Even if George Osborne’s billions keep GDP positive, ordinary people are unlikely to feel the benefits. As living standards are squeezed, wages fall and Vince Cable cuts employment rights, we appear to be on a path towards a Grapes of Wrath economy where the price of a happy business elite is increasing hardship on the streets. As the Resolution Foundation recently found, even in the good times the living standards of the bottom half hardly improved: trickle-down didn’t work then, and won’t when times are tough.

So what should the Chancellor have done? Not another Brown-style stimulus of car scrappage schemes. Instead, he should have recognised that the economy that eventually emerges from years of stagnation will need to be very different. it must be fit for a changed world in which emerging countries are less willing to act as a cheap labour force servicing our lifestyles, and where resource pressures and climate change will be felt by all of us in ways we can’t fully predict.

Investing at risk in new technologies and business opportunities geared to creating a sustainable economy would have been a start, instead of resorting to the hackneyed bulldozers and concrete approach. Boosting the Green Investment Bank and university-based research and development would be a bonus. A national grid of top-up points for electric vehicles is something government could usefully provide to help prepare us for the future; community-owned high speed broadband and free wifi in all our cities and towns could create a business infrastructure that reduces the need for wasteful travel.
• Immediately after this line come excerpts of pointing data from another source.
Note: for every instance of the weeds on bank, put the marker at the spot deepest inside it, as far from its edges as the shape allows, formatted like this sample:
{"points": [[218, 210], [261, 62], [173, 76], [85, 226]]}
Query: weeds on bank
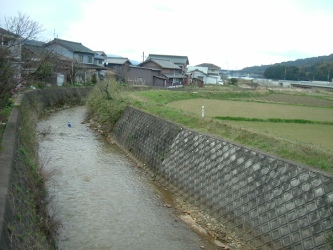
{"points": [[106, 102], [29, 195]]}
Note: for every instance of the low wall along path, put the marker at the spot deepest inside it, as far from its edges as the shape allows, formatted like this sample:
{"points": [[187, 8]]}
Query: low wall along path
{"points": [[271, 203]]}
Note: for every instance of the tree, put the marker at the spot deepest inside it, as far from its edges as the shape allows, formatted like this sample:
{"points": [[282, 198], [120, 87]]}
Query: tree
{"points": [[17, 30]]}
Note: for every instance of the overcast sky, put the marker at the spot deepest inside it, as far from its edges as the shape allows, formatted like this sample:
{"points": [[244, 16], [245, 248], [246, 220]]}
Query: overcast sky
{"points": [[232, 34]]}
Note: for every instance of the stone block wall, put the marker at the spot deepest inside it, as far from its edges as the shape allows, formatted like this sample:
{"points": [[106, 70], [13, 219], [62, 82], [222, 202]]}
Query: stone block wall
{"points": [[270, 202]]}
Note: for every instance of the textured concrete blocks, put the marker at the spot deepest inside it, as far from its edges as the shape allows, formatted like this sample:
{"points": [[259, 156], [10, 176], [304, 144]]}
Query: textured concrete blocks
{"points": [[270, 202]]}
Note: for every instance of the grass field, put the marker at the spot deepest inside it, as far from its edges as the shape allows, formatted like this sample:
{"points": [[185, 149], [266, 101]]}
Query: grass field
{"points": [[320, 110], [249, 109], [301, 130]]}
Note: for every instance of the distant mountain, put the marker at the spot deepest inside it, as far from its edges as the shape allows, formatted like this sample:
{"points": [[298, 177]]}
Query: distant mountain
{"points": [[300, 63]]}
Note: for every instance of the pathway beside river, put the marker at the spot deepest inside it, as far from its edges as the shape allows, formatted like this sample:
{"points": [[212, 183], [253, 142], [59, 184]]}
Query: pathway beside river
{"points": [[101, 199]]}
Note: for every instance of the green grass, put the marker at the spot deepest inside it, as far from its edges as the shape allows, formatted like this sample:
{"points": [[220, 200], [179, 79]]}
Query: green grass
{"points": [[184, 108]]}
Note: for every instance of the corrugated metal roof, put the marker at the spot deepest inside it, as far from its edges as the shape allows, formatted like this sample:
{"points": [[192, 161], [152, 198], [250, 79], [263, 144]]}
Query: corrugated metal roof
{"points": [[117, 60], [176, 75], [166, 64], [209, 65], [72, 46], [200, 68], [174, 59]]}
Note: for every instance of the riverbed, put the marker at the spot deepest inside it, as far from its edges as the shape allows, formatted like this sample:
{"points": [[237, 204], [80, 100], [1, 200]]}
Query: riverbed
{"points": [[99, 196]]}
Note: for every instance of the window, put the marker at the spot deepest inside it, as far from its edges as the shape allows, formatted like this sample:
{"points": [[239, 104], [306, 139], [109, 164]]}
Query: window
{"points": [[4, 43]]}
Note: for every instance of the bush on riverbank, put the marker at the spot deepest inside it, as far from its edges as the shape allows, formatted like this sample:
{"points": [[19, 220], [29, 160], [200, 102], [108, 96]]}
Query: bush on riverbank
{"points": [[32, 227], [28, 223]]}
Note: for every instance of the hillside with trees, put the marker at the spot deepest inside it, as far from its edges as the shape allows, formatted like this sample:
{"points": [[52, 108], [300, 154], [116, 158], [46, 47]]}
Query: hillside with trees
{"points": [[309, 69]]}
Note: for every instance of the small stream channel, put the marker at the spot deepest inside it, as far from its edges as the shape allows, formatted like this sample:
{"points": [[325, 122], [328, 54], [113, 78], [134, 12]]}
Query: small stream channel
{"points": [[98, 195]]}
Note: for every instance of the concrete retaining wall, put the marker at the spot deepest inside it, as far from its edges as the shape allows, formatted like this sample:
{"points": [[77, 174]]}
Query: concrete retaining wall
{"points": [[270, 202], [37, 101]]}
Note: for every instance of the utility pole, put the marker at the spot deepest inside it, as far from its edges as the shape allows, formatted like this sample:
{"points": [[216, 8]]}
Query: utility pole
{"points": [[328, 75]]}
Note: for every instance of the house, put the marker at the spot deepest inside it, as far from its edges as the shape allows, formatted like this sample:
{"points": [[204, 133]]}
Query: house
{"points": [[172, 72], [83, 60], [100, 58], [117, 62], [119, 65], [36, 57], [181, 61], [209, 73], [13, 43], [145, 76]]}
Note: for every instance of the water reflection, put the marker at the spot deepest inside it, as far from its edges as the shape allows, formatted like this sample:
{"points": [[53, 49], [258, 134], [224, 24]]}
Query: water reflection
{"points": [[101, 199]]}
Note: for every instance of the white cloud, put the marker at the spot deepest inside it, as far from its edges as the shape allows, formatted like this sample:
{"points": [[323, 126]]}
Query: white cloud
{"points": [[235, 33]]}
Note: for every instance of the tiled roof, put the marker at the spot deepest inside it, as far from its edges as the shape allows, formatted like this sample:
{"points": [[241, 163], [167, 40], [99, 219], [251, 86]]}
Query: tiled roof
{"points": [[72, 46], [35, 46], [117, 60], [176, 75], [174, 59], [165, 64], [209, 65], [200, 68]]}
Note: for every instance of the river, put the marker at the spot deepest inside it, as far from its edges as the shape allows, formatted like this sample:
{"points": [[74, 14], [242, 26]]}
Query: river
{"points": [[101, 199]]}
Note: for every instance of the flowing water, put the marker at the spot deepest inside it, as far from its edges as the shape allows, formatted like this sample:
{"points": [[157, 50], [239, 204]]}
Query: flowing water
{"points": [[100, 198]]}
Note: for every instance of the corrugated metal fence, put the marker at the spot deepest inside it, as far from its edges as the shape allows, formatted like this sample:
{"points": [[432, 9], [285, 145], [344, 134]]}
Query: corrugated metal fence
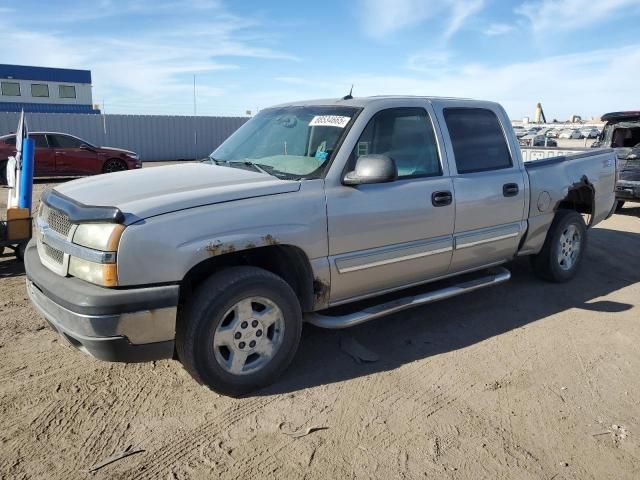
{"points": [[153, 137]]}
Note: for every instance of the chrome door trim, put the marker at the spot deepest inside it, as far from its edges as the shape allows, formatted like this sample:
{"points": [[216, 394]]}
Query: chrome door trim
{"points": [[393, 254], [394, 260], [488, 235], [486, 240]]}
Subsidising installation of solar power would compensate for the removal of the current feed-n tariff and would make it affordable to those who don’t have thousands of pounds to spare, as well as reducing the demand for centralised energy production.

Most importantly, investment should be used to build practical skills among those who are already outside the labour market and who will not find their way back in with a few training courses, qualifications and benefit sanctions. These people need support to become more self-reliant, building skills that enable them to trade within their communities, and developing the confidence to make their own future. Removing the costs of policy failures will be far more effective in the long term than padding out the balance sheets of the big building firms.

We must ask the questions George Osborne (and most of his opponents) don’t: what kind of activity do we need in order to create a flourishing society, not just now but in 20 or 30 years’ time?

Or do we really think we will be happier, more able to reach our potential and better equipped to create a future for ourselves and our children with a few quarters of positive GDP and a few more miles of motorway?